I've been crying for 4 days.  The bishop called me last night to check in. I told him how I am doing. That I feel like I'm just waiting for death. He sent my home teacher's over to give me a blessing.  Bless their hearts but they are both young, so it was a short prayer. It didn't even make me cry. Which is surprising considering the free flow of tears this weekend.

I also know I'm responsible.  I haven't been going to church this spring. The last few times I went it made me feel horrible. So I haven't wanted to put myself through the hassle only to come home in tears. I've been feeling resentful toward the church, which is bad.  I've let Satan in and given him a strong hold on my heart.  That is not going to serve me well, especially with my temporal predicament. I don't deserve the miracle that I need from the Lord.  Which is why my faith is so low, which is why I feel so hopeless, which is why I am so disgusted with myself, which is why I can't find the motivation to pull myself out of this, which is why I'm not bothering to go to church, which makes me feel undeserving . . .  and down the vortex I go . . . I don't think I have to strength to fight it this time.  I need some glimmer of hope and I can't find it. 


On and On Again

So. My life won't be changing any time in the next year.  
 Of the 3 schools I applied to:

PhD 1 said No.
PhD 2 said Yes, but it was too late for funding. There's no way I can go to graduate school in London without funding.  The reason there was no money left for me?  They said something went terribly wrong on their end and they don't know why they didn't review my application until April. 

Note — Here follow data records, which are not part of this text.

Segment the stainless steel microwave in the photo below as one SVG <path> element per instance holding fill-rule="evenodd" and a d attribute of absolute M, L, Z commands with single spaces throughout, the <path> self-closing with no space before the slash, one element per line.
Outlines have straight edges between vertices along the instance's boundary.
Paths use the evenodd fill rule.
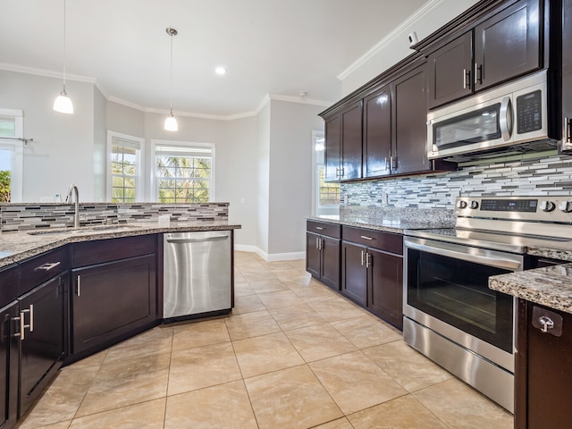
<path fill-rule="evenodd" d="M 549 139 L 546 71 L 430 112 L 429 159 Z"/>

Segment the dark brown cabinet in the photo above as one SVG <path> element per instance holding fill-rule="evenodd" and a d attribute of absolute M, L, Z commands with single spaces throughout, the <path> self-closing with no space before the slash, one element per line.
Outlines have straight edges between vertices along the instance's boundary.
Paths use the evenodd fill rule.
<path fill-rule="evenodd" d="M 519 299 L 517 324 L 515 428 L 569 427 L 572 314 Z"/>
<path fill-rule="evenodd" d="M 475 89 L 539 69 L 540 0 L 520 0 L 475 28 Z"/>
<path fill-rule="evenodd" d="M 403 237 L 342 227 L 341 293 L 403 327 Z"/>
<path fill-rule="evenodd" d="M 540 0 L 507 2 L 429 53 L 429 108 L 540 69 L 542 12 Z"/>
<path fill-rule="evenodd" d="M 18 349 L 16 336 L 20 307 L 18 293 L 18 266 L 0 271 L 0 427 L 8 429 L 16 423 L 18 415 Z"/>
<path fill-rule="evenodd" d="M 429 108 L 473 92 L 473 31 L 459 36 L 427 57 Z"/>
<path fill-rule="evenodd" d="M 93 353 L 156 322 L 156 242 L 148 235 L 72 246 L 72 355 Z"/>
<path fill-rule="evenodd" d="M 391 173 L 431 170 L 427 158 L 427 97 L 425 67 L 417 67 L 391 83 L 393 153 Z"/>
<path fill-rule="evenodd" d="M 360 179 L 362 102 L 346 106 L 325 122 L 325 181 Z"/>
<path fill-rule="evenodd" d="M 364 177 L 391 174 L 391 92 L 384 85 L 364 99 Z"/>
<path fill-rule="evenodd" d="M 340 290 L 340 230 L 333 223 L 307 223 L 306 271 L 334 290 Z"/>

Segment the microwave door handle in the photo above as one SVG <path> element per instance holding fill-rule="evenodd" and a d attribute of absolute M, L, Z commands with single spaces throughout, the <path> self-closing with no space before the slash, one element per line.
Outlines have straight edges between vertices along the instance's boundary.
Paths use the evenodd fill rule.
<path fill-rule="evenodd" d="M 512 136 L 512 103 L 509 97 L 505 97 L 500 102 L 500 117 L 499 125 L 504 141 L 509 141 Z"/>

MSW: Big FAT No that I just got today.  After paying their criminal $125 application fee, which, if you ask me, that amount of money ought to guarantee acceptance. I was also subjected to a 2 hour group interview that was TORTURE. Sitting in a circle with a social worker and a bunch of college senior girls, all competing to have the best answers to the same questions.  Such questions as: What would you do if you had a formerly homeless client who cooked you your favorite meal. I said I would eat it, that it was too rude not to.  All the simpering mealy mouthed girls said they would be as nice as they could but turn it down.  Yeah, good luck with that. 

I don't know what to do. I can't go on living my crap life this way.  Yesterday was a great day because I got to buy groceries, like I actually spent $80 on food that I want to eat. It's been 12 months since I was able to do that.  But the semester ends soon and I'll be back to eating church storehouse food.  Last month I had to duct tape my front bumper back on to my car.  Which officially moves me down one socio-economic level.  I had to stop volunteering at the zoo because the toll costs $8 and it takes too much gas to get there.   AND, I have to go to a hearing to have the unemployment I collected last year revoked.  Unless I get a lawyer for that. I already have two lawyers for my other crap. How am I supposed to hire another one? 

 Yes, things could be worse. Much worse. I am very blessed to have my physical health, to have my apartment and my friends and my family that has been helping me out a lot this year.  And extremely lucky to have a car that still runs. 

But. REALLY?  When will this end?  It's not like I'm not trying. I've already given up on ever getting married and I've definitely let go of the fantasy of having children.  It doesn't seem like it's too much to ask that I have enough of a successful career that I can support myself and my basic needs. That's all I want. I don't want to have to keep praying every month that my rent check won't bounce. And that my landlord has a soft heart towards me so I don't get evicted.  Clearly, I am doing something very wrong. I just wish I knew how to fix things.